Reading Response Essays--Assignment and Guidelines

English 2110 American Lit 1, O'Donnell, ETSU Summer 2017

last update: May 31, 2017

 

Assignment

Over the course of this 5-week term, you will write 4 reading response essays, of 1-3 typed pages (300-900 words) each. Those 4 grades together count for 20% of your final grade. See the course calendar for due dates.

 

For your topics, pick anything we've read for class since the previous response essay was due.

 

Guidelines

Your purpose is to introduce a literary work that we've read for class.  Describe that work, and comment on some aspect of it. Write for a broad, general audience. Don't write for just the teacher.  Rather, write in such a way that, if a stranger found your response essay on the internet, she or he could understand and enjoy it. 

 

So, in other words, you'll follow the basic principles for good expository writing:  Announce your subject, purpose, and focus -- in your title, information blurb, and/ or first paragraph.  Clearly develop your ideas with specific info, and write in a clear and engaging fashion.

 

To that end:

1 - Write a descriptive title and subtitle, and/ or summary blurb for your response essay.

2 - Include an information blurb or text box with the basic information about the literary text you are discussing.  This usually includes:

A. author's name, and year born and died;

B. complete title of the work;

C. year that the work was first published;

D. info about publisher or periodical;

E. genre terms

 

3 - Briefly describe the work for the reader:  A. Who are the main characters?  B. Where and when is the work set?  C.  How long is it, and what are its basic plot points? 

4 - Also, consider including some or all of the following: 

A. a few words about yourself: Who you are, and why you, in particular, find the work meaningful or significant. 

B. a good quote or two from the work to which you're responding. Set up and explain each quote, and make its significance clear.

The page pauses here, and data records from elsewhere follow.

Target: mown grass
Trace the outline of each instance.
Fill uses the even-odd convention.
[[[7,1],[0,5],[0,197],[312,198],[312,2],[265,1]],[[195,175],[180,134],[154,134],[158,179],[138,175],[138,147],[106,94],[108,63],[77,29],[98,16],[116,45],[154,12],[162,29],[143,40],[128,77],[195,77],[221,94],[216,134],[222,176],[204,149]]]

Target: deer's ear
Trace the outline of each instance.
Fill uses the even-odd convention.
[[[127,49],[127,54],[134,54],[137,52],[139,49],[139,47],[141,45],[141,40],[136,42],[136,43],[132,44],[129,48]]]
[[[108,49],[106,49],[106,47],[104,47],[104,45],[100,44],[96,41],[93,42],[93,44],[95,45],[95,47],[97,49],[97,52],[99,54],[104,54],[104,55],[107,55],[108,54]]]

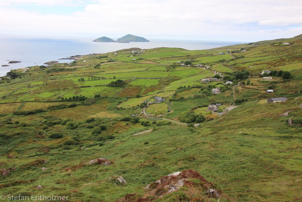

C. a discussion of the author of the work, and the historical context:  When and where did that person write and publish it? What other notable events were happening around that same place and time?

 

5 - Feel free to discuss problems with the work. For example, did you find it hard to read or understand? Would other 21st century Americans have trouble with it? What challenges, specifically, does the work present? Your job is NOT to uncritically praise a work.  Rather, discuss your experience with the work, in an honest way, so that your reader can understand your take on the piece.

 

Example of a Good Title, Blurb, and First Paragraph

I adapted this from a student's essay--with that student's permission--in order to post it here as an example:

 

Here, Kitty Kitty: Poe Anticipates 21st Century Horror Movie Conventions in One Scary Short Story 

Written by Joe Student, for American Lit 1, ETSU, Tues Oct 27, 2016

 

A response to"The Black Cat"

by Edgar Allan Poe (1809-1849)

First published in United States Saturday Post (Philadelphia), August 19, 1843

Short fiction, horror, Gothic

 

Edgar Allan's creepy short story, "The Black Cat," which is reprinted in the Norton American Lit anthology, contains many of the elements that I've seen in modern American horror movies:  It features a strange narrator/ main character who seems to be going insane.  It highlights that character's psychological disturbance -- that is, his abusive behavior towards women and animals. And it hints darkly at supernatural forces, though it is never clear whether the supernatural forces are actually loose in the world, or merely figments of the narrator's disturbed imagination.